Lee ignored him, forehead creased in focus, eyes scrunched up tight.

Then, as Harry watched the older boy in astonishment, Lee's head and legs seemed to slowly readjust their size. Still human – in one of the weirdest images Harry thought he'd ever seen – but becoming more and more proportionate, the other boy shrank slowly.

Harry startled and dropped the parchment and quill onto the floor when George came up behind him and snorted in amusement. Crow pecked at them, bored.

"I suppose you wouldn't know then, how awkward the changes are for the first wee while," the taller red-head boy said. "As Lee mentioned, we've been practising every night in our dormitory for an hour or two: the change is awfully slow mate. The ritual must have done all the fancy bits for us that first time, because the practice is slow going, Harry m'lad. Slow going indeed."

Flicking his gaze up at the freckled boy who didn't seem too disappointed despite his words, Harry pondered for a moment. "Is it dangerous, at this stage? Like, if someone walks in on Lee like that, for example, and loses focus or something?" He waved his left hand towards where Lee was now trying to sit as a dog did, but his knees hadn't turned the right way yet and the position seemed rather uncomfortable.

"No, no. The body's got the map down by this stage," George assured him. "Worst case scenario, he'll snap right back into his own body with a bit of a sting."

He sent a stinging hex Lee's way, which splashed against his haunches with a flare of white light. Harry blinked: the spell-light wasn't as painful as it could have been; he remembered to try to frown the brightness down again.

Instead of some great commotion, Lee's body was suddenly popped back into its usual size and proportions, his robes back to how they should look, and the only awkwardness was his sudden manly squeal as his centre of gravity changed so that Lee toppled back onto his rump.

He swore vilely, which set George off chortling and snapped Fred's focus so that he, too, popped back out of his early transformation stance and into an ungainly crouch.

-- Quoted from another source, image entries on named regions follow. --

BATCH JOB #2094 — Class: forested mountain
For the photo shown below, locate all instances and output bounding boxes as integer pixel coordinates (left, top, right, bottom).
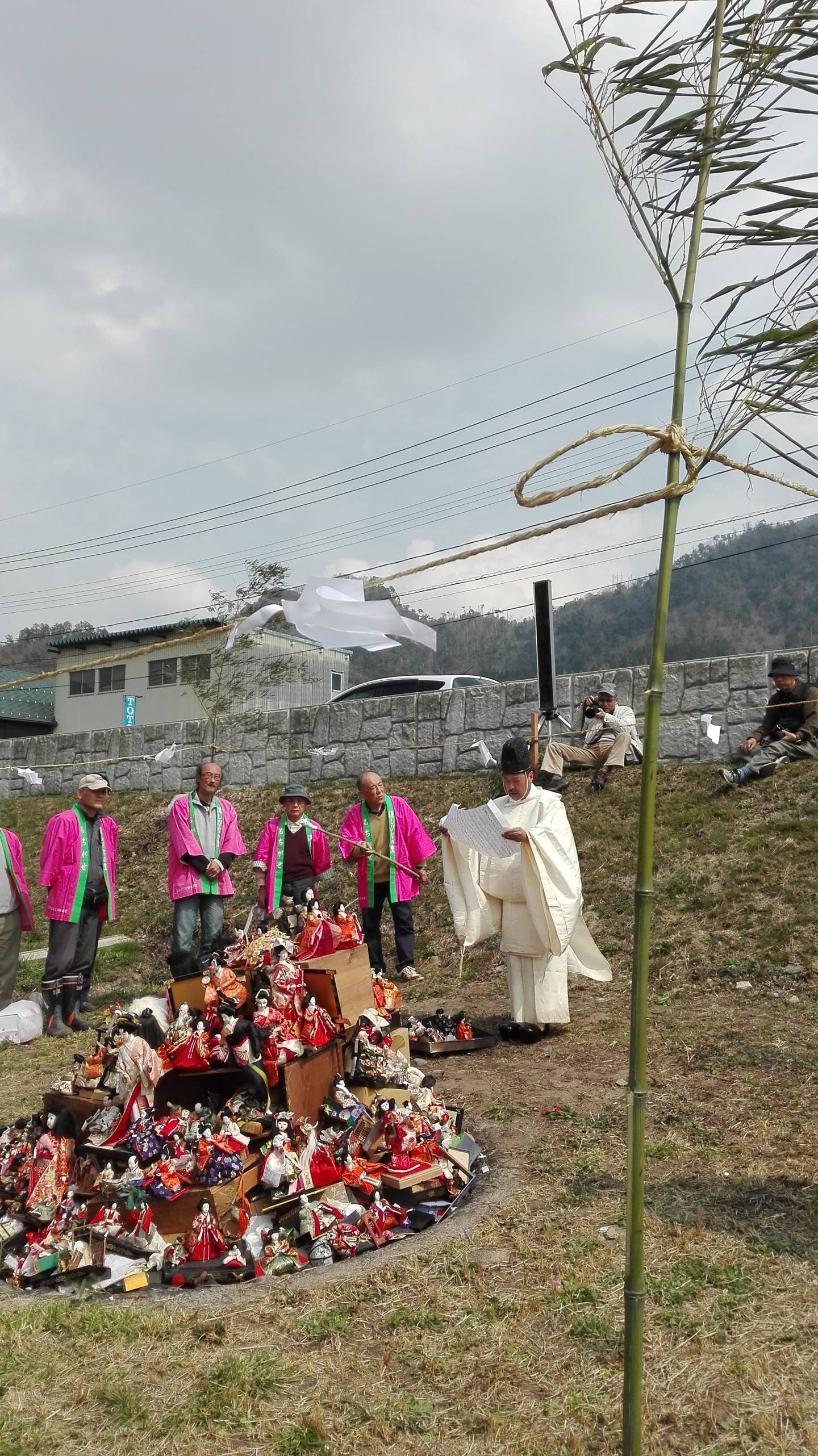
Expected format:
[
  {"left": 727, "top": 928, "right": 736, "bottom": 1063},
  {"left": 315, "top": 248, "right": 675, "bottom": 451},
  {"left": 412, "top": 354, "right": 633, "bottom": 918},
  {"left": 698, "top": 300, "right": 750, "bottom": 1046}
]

Unlike Lee's fall backwards, Fred fell forward, jamming his nose into a pile of dirt.

George snorted.

Harry once again lost control of his mage sight beginnings as he forgot all his problems for just a few moments, and laughed at the look on Lee's face and the mayhem of the twins.

Mischief managed indeed.

He stood up, ignoring the parchment and quill that lay on the damp ground and Crow fluttering loudly by his ankles, to hold out a hand to Lee and pull the heaver boy to his feet.

He'd watch for a bit more, Harry thought happily. Maybe half an hour, if anyone could finish a full wizard-to-animal transformation by then, and if no sudden shocks of blazing light surprised him, he'd give it a go himself then.

His pulse thudded in his throat, suddenly reminding Harry of Sirius' lust for life. This was fun and exciting; this was harmless adventure.

How delightful it was to indulge in the magic of magic and see where it could take him.